Top 10 Letters
Maryland, Newt, the Saudis, and more.
12:00 AM, Jul 22, 2004
THE DAILY STANDARD welcomes letters to the editor. Letters will be edited for length and clarity and must include the writer's name, city, and state.
I would like to thank Katherine Mangu-Ward for her article The Secret Life of Newt Gingrich. I was not aware that the Newt Gingrich who shared Reviewer Position 488 with me was the Newt Gingrich.
I would also like to take this opportunity to thank her for being so polite. While I realize it was done as a humorous notation, which I do not mind, Mangu-Ward did it without the usual words that some attach to who I am.
Once again, thanks for noticing me. It's fun to find yourself sharing the spotlight with one so well known and respected as Mr. Gingrich.

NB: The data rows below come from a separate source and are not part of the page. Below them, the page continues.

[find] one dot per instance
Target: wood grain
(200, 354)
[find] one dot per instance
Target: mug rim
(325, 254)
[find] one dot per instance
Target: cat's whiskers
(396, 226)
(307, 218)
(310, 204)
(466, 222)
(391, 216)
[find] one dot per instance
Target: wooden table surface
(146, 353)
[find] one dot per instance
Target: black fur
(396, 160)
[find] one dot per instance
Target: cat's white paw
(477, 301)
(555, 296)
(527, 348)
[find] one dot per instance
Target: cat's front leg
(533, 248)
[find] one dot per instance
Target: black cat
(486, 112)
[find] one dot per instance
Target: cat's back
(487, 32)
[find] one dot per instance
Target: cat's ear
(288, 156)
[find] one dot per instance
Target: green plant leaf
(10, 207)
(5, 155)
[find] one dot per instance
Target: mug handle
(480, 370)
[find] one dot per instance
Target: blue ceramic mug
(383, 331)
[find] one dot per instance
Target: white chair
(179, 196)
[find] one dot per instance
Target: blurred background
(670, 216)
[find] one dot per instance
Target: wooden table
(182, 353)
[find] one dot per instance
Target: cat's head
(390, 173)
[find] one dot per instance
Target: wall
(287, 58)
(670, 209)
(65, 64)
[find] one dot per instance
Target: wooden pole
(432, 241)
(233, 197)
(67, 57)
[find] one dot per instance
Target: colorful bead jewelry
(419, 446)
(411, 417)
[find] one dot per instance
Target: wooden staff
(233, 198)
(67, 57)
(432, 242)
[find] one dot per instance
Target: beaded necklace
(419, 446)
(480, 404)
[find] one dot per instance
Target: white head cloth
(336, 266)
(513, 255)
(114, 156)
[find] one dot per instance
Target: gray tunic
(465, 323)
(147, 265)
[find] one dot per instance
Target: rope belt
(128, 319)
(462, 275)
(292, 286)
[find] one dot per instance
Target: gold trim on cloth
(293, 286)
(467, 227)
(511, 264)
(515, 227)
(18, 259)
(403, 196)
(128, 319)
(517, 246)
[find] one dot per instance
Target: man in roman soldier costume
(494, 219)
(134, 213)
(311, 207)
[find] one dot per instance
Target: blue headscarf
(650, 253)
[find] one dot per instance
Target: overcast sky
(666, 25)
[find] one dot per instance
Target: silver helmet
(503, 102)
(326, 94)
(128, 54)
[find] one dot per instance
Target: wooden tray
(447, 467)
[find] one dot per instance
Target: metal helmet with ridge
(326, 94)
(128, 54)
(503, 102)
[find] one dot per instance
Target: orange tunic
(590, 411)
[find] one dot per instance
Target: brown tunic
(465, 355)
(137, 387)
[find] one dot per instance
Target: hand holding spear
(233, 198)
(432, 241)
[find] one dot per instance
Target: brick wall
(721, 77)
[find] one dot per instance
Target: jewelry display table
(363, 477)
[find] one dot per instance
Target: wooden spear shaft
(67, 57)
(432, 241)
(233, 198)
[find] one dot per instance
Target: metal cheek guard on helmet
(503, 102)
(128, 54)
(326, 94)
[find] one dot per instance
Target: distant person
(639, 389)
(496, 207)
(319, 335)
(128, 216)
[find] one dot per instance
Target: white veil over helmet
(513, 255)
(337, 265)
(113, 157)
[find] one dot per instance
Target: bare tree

One way to put the fear of Allah into the Saudi royals (Stephen Schwartz, Push the Princes) would be to circulate the following rumors: In the event of the fall of the House of Saud, Western governments are considering seizing Saudi assets, including the personal riches of all the princes. As compensation, they would receive quick immigration processing, eligibility for welfare benefits, job retraining assistance, and a small stipend from the proceeds of the sale of their assets. Most of the money would be made available to a friendly and democratic successor regime, which no doubt the West would be doing everything in its power to bring into existence.
William J. Walsh is wise to advocate that the United States should prioritize Turkey among our Eurasian allies. (Americans in Turkey) In addition, we should encourage Turkey, Iraq, Israel, and at some point Jordan, to form a Middle East Democratic Free Trade Area, in eventual association with Afghanistan and the other democratizing -Stans. This will provide Turkey with a realistic and potent alternative to the European Union, which fundamentally doesn't want Turkey as a member, and will provide an organized economic future and regional incentive for the democratizing Middle East.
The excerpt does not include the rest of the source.